Disclosure of Invention
In order to avoid the defects in the prior art, the invention provides a modeling and optimal design method of a variable-rigidity composite material cylindrical shell.
The idea of the invention is that the establishment of a simulation analysis model of the variable-stiffness composite material cylindrical shell is realized by a discrete finite element method and parametric programming, a neural network approximation model is introduced in the design optimization process, and the rapid response analysis and optimization design of the mechanical property of the cylindrical shell are carried out by taking the fiber laying starting angle and the layering quantity sequence as variables, so that the problem of overlong analysis period of the variable-stiffness composite material in the application of the underwater pressure-resistant cylindrical shell is solved, and the optimization design efficiency is greatly improved; the method has wide popularization significance in the aspects of improving the structural design and optimizing the efficiency of the variable-rigidity composite material cylindrical shell.
The technical scheme adopted by the invention for solving the technical problems is as follows:
a modeling and optimal design method of a variable-rigidity composite material cylindrical shell is characterized by comprising the following steps:
step 1, carrying out unit discretization design on a geometric model of a cylindrical shell;
discretizing the geometric model according to a mathematical model of linear change of the fiber path of the composite material, wherein the mathematical model of the fiber angle change is expressed as follows:
in the formula, theta is the fiber angle, T0Is the angle of the fiber at the midpoint of the cylinder, T1Is the fiber angle at the cylindrical end point, x is the axial coordinate, and L is the cylindrical shell length; according to the expression, three of the cylindrical shell are arrangedThe dimensional geometric model is evenly divided into a plurality of circular ring structures along the axial coordinate, and each circular ring is further refined into discrete units according to the grid size of the designed finite element analysis;
step 2, endowing the discrete units with variable-rigidity composite material properties;
dispersing continuous fibers into a plurality of independent units, and assigning the variable angles and the same material properties to the discrete units according to the principle that the fiber angles corresponding to the same axial coordinates in a translation method are the same, so as to complete the simulation modeling of the continuous variable-angle fiber laying path;
step 3, carrying out variable angle parameter assignment on the discrete units in the model in the step 2 and establishing a finite element model;
step 4, carrying out a small amount of finite element analysis on the parametric analysis model, extracting sample points, and establishing an approximate model of buckling analysis and optimal design; establishing an approximate analysis model by a Latin hypercube method and a radial basis function neural network agent model method; the approximate model method is based on Gaussian radial basis functions and is realized by self-defined programming;
step 5, carrying out optimization design on the established approximate model; the optimization design is carried out aiming at the approximate model established in the step 4, and a multi-island genetic algorithm is adopted for optimization design.
Advantageous effects
The invention provides a modeling and optimal design method of a variable-rigidity composite material cylindrical shell; firstly, carrying out unit discretization design on a geometric model of a cylindrical shell; then, endowing discrete units of the geometric model of the cylindrical shell with variable-rigidity composite material properties; variable angle parameter assignment is carried out on discrete units in the model, and a finite element analysis model is established; secondly, carrying out a small amount of finite element analysis on the parameterized analysis model of the discrete units in the model, extracting sample points, and establishing an approximate model of buckling analysis and optimal design.

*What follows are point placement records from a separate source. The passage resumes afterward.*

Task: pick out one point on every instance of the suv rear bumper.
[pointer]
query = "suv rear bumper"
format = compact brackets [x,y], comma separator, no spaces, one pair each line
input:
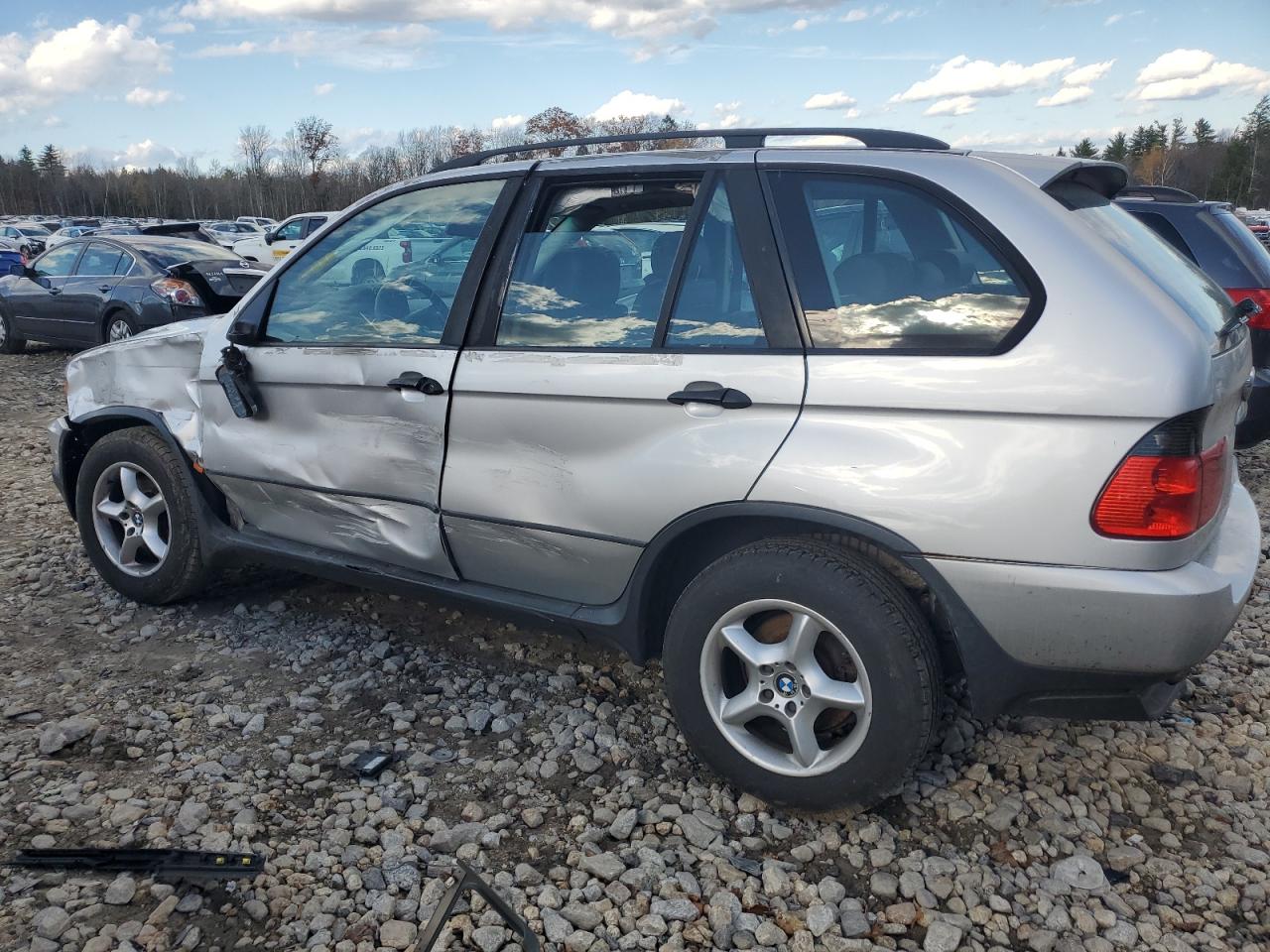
[1100,643]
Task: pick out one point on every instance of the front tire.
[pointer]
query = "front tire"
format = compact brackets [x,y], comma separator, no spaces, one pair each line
[9,340]
[803,673]
[137,520]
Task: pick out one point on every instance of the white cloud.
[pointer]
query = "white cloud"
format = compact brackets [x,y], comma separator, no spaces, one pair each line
[656,23]
[141,95]
[1194,73]
[102,58]
[829,100]
[629,103]
[962,76]
[1179,63]
[955,105]
[1067,95]
[1084,75]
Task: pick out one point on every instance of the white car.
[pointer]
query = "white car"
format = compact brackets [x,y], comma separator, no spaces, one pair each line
[226,232]
[275,245]
[66,234]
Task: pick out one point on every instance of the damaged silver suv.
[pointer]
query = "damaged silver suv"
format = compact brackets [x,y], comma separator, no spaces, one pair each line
[825,428]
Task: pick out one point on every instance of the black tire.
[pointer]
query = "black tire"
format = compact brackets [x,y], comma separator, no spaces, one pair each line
[887,630]
[182,571]
[113,317]
[9,340]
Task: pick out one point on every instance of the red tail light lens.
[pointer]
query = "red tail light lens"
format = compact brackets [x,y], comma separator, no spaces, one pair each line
[1261,298]
[1165,489]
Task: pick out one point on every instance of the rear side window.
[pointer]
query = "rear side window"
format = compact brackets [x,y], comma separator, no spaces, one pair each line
[1164,227]
[884,267]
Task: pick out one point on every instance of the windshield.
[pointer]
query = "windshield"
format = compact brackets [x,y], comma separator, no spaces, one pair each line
[167,254]
[1176,276]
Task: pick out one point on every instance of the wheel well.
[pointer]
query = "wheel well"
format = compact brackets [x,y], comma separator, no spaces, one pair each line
[690,552]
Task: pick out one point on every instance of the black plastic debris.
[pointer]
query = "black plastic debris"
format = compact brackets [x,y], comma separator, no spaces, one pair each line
[158,862]
[470,881]
[371,763]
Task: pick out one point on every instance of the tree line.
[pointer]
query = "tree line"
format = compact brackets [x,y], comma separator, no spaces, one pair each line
[307,168]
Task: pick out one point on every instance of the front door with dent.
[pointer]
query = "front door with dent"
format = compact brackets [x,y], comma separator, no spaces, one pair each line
[353,380]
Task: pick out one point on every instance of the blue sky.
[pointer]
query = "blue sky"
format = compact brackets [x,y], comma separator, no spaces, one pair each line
[132,84]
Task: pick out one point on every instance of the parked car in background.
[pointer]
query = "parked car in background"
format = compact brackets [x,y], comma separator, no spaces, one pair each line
[226,232]
[91,291]
[67,232]
[1211,238]
[275,245]
[817,470]
[28,236]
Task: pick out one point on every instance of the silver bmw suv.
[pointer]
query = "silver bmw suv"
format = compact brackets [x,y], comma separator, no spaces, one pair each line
[825,428]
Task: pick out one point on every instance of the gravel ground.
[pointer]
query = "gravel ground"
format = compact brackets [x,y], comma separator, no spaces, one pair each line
[227,724]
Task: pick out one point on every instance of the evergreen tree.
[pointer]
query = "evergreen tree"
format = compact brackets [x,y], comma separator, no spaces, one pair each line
[1084,149]
[1116,149]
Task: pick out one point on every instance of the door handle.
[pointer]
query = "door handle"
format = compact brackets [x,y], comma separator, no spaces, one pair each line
[703,391]
[413,380]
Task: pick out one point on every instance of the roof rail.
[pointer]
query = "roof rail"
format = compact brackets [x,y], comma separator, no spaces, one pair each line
[1157,193]
[731,139]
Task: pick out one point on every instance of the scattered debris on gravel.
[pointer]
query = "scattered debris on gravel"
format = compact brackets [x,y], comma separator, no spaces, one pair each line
[232,722]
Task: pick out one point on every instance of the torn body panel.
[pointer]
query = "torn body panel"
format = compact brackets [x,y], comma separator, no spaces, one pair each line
[157,371]
[588,570]
[382,530]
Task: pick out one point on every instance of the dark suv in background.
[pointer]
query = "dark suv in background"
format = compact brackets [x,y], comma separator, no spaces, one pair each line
[1211,236]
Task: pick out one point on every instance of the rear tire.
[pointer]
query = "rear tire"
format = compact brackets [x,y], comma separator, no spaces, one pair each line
[803,673]
[117,326]
[9,340]
[140,530]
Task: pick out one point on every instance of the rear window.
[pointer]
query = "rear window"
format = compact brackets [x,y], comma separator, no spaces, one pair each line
[168,254]
[1175,273]
[1241,250]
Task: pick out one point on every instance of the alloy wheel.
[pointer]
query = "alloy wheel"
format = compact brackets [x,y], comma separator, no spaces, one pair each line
[785,687]
[131,520]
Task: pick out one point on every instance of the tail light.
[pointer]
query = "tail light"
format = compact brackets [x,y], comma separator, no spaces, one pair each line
[1261,298]
[177,291]
[1166,488]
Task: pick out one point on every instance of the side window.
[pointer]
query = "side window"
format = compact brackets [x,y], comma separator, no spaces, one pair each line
[99,261]
[1164,227]
[714,306]
[578,281]
[291,231]
[59,262]
[347,290]
[905,272]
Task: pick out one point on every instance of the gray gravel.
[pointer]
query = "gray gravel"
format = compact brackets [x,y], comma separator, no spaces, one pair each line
[227,724]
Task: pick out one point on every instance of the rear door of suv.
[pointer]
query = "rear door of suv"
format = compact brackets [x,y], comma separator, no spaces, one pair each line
[589,412]
[353,377]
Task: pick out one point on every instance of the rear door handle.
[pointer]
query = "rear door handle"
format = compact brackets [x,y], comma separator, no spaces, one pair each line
[413,380]
[703,391]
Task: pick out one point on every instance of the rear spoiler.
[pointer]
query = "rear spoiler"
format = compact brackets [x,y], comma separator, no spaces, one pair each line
[1105,178]
[180,229]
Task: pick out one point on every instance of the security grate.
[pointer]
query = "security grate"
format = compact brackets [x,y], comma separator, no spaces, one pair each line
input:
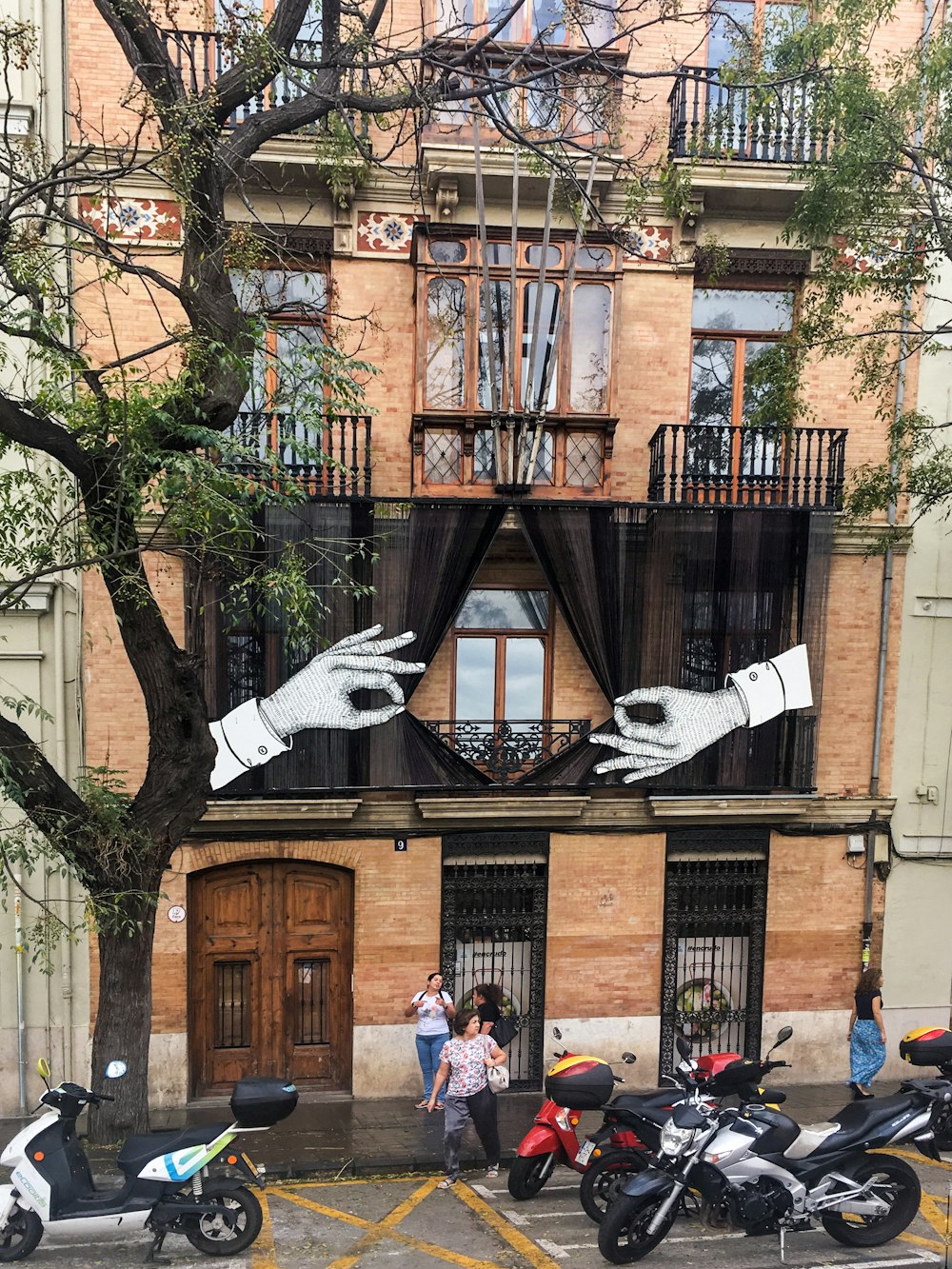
[712,960]
[494,930]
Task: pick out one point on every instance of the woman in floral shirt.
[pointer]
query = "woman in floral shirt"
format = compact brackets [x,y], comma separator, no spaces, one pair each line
[464,1062]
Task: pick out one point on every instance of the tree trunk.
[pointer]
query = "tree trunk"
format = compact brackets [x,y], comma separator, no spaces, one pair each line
[124,1025]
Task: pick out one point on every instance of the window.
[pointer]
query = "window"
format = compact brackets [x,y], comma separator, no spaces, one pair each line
[545,338]
[552,22]
[738,374]
[501,658]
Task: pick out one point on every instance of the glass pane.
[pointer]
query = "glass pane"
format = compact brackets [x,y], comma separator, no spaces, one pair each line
[598,258]
[505,610]
[533,255]
[311,1001]
[501,308]
[730,30]
[712,382]
[592,320]
[446,343]
[723,308]
[442,457]
[539,347]
[525,670]
[447,252]
[232,1004]
[475,678]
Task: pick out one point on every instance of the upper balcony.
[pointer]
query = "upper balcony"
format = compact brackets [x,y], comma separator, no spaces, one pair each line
[716,121]
[716,465]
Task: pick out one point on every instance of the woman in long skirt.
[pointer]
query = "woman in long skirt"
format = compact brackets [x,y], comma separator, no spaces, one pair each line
[867,1035]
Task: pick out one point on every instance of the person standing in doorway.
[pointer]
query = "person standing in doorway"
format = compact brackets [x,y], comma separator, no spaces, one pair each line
[433,1010]
[487,1002]
[464,1063]
[867,1033]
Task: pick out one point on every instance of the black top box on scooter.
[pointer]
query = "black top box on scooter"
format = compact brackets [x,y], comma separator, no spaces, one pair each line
[927,1046]
[259,1101]
[581,1082]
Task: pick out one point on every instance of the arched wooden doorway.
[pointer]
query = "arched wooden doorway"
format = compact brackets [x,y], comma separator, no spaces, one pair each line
[270,961]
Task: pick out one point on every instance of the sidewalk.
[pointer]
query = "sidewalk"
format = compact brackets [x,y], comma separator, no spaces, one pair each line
[331,1136]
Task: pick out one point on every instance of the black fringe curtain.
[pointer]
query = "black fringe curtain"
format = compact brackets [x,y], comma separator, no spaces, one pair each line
[421,561]
[681,597]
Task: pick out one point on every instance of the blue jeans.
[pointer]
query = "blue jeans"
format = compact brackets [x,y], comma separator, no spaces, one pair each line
[428,1050]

The modeling and optimization design method of the variable-stiffness composite material cylindrical shell realizes the establishment of a simulation analysis model of the variable-stiffness composite material cylindrical shell through a discrete finite element method and parametric programming, then introduces a neural network approximate model in the design optimization process, and takes the sequence of fiber laying starting and stopping angles and the number of layers as variables to perform quick response analysis and optimization design of the mechanical property of the cylindrical shell, thereby overcoming the problem of overlong analysis period of the variable-stiffness composite material in the application of the underwater pressure-resistant cylindrical shell and greatly improving the optimization design efficiency; the method has wide application and popularization significance in the aspects of improving the structural design and optimizing the efficiency of the variable-rigidity composite material cylindrical shell.
Drawings
The following describes the modeling and optimization design method of the variable-stiffness composite material cylindrical shell in detail with reference to the accompanying drawings and embodiments.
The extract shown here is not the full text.